Stepping Off The Treadmill

This is a personal testimony by Glennis Shih, Epic NYC staff, from February 2010.  She shares about stepping off the success “treadmill”, despite parental pressures, to discover the vocation she truly desired.



I grew up in a very success-driven family.

My parents always stressed the importance of getting good grades, going to good schools and getting very good jobs (Of course, this meant becoming a doctor or lawyer!). Growing up I always felt like I was on a “success-treadmill.”

I had to work hard and get into the supposedly best-high-school-in-NY and an Ivy-league university. I had to graduate with honors to get into a prestigious graduate school or get a good job. I did whatever was necessary to do well: sometimes to the point of not eating or socializing with anyone. So, yes.  My studies often prevented me from developing deeper friendships with others. Plus, I cheated a lot…and this got me in a lot of trouble.  As you can imagine, running on this success treadmill left me always feeling exhausted, anxious and constantly fearful of failure.

It wasn’t until I went to a conference my junior year of college that I even considered stepping off this treadmill.  At the conference, the speaker talked about how people “stockpiled their resumes.” In other words, many people filled up their resumes to make themselves look good, not because they truly cared about those things but because it would get them a safe job. I realized I had been doing that my whole life!

But the speaker went on to share from a verse in the Bible which said: “Do not conform any longer to the pattern of this world, but be transformed by the renewing of your mind. Then you will be able to test and approve what God’s will is—His good, pleasing and perfect will.” I realized that all my life I had been conforming myself to the patterns that my family set for me, and the patterns the world set up. I had been conforming myself to what they determined was good or successful. I realized I had been too afraid to consider other alternatives.  I didn’t know what I was truly passionate about.

Then I read Psalm 139, which reminded me that there was someone who DID know! It was my Creator, and this brilliant God had written an instruction manual for my life called the Bible.  Yet I wrestled a lot with God. I questioned whether His plans for me were really, as He said: “good, pleasing and perfect.”  I knew that if I actually pursued what I was really excited about, my parents would possibly disown me, people in general would think I was strange, and I would most likely live a financially difficult life.

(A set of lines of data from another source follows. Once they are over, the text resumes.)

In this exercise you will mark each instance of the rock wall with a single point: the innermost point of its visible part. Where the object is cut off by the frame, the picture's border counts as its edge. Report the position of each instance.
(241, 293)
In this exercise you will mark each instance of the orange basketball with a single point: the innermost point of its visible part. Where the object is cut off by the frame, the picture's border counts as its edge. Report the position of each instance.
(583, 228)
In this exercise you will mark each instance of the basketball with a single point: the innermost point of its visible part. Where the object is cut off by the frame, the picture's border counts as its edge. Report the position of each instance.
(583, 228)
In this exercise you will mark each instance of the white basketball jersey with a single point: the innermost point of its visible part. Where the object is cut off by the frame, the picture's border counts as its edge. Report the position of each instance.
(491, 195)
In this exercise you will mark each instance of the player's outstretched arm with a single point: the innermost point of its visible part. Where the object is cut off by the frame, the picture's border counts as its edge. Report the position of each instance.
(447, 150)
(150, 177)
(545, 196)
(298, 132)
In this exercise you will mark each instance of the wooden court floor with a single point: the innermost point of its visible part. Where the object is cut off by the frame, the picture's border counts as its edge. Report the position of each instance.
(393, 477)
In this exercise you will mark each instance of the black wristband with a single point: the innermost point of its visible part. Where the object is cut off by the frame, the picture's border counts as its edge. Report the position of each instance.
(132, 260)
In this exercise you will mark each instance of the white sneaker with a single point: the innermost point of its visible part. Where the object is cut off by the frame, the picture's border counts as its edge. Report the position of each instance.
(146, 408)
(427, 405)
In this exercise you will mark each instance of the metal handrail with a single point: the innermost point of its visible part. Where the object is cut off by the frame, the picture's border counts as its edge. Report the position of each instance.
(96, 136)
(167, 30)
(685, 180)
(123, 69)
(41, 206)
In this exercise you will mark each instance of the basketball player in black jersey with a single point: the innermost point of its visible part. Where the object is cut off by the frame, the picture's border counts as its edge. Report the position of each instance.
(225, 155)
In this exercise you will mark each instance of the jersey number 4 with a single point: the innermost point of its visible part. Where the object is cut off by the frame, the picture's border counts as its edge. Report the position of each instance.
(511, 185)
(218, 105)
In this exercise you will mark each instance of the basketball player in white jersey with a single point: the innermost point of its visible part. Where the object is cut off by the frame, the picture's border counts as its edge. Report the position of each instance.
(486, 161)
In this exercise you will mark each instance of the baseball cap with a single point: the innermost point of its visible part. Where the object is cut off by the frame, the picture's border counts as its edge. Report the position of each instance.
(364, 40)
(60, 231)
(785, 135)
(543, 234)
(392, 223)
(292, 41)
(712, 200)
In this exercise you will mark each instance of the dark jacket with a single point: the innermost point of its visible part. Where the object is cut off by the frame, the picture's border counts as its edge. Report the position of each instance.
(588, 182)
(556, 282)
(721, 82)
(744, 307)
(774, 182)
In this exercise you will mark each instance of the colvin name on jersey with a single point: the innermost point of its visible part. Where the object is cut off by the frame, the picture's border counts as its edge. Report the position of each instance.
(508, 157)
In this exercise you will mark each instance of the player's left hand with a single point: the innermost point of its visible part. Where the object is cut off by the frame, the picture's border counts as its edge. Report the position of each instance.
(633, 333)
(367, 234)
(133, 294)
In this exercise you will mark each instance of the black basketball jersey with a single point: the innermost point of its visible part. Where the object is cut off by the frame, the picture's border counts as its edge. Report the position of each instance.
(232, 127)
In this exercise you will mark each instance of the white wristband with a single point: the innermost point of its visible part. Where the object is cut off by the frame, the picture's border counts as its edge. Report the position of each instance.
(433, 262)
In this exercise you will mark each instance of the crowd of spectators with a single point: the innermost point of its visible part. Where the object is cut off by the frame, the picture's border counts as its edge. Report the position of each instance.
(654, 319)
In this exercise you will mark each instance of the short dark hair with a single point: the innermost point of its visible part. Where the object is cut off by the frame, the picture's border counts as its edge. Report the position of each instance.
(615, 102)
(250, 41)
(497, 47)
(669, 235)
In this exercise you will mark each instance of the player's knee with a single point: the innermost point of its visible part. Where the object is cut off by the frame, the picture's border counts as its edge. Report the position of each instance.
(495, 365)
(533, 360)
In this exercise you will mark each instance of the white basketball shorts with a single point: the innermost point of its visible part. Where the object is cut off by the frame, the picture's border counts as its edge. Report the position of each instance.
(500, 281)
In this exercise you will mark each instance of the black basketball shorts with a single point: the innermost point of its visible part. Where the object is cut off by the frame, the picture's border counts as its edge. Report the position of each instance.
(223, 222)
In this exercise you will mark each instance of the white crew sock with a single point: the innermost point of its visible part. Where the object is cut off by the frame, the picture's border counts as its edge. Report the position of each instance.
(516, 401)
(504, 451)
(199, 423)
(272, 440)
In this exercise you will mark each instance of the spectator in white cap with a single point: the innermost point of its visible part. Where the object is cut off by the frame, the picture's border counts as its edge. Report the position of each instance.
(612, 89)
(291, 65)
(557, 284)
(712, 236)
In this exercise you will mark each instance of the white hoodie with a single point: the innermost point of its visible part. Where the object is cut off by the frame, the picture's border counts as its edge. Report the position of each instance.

But in my heart I knew that while I’d possibly be okay serving in a profession such as social work, I wouldn’t be doing what I was truly passionate about.  That is, to share with people where they can find ultimate hope and healing, through having a personal relationship with God.  5 years after I graduated, I joined the staff of Campus Crusade for Christ. Now, I’m doing what I love every day: talking to people about God and answering their questions about faith.

Initially, my family was very upset with me, to the point of practically disowning me. When I first served overseas, my parents told me to “go and never come home.” My mom cried a lot and stamped her feet. My brother said to me, “You’re going to regret this for the rest of your life.”

And at first I had some financial difficulties, since as staff we have to fundraise our entire salary. But over time, God really provided: I’ve never received a short paycheck and my mom has grown so much in her faith through my decision. The most amazing thing is that my brothers, who have prestigious careers, have actually shared with me how much they admire and envy me…that I was able to do what I really wanted.  I found it really poignant that my Heavenly Father knew better than anyone what kind of life would give me true purpose and security.

That’s why I love my job, and I will continue sharing with people that they too don’t have to settle for a mediocre, safe life. They can live an exciting life of purpose and meaning through a relationship of knowing their Creator. And my hope for you all is that you would experience that as well!

Discussion Questions:

1.  Glennis talks a lot about her family. What is your family like? Do their opinions matter greatly to you in major decisions?

2. Describe a time you experienced being on a “success-treadmill.”

3. What motivates you or makes you feel complete?

4. What would you lean towards: living a life that is “safe” but possibly mediocre or living a life that is “exciting” but possibly dangerous? Why?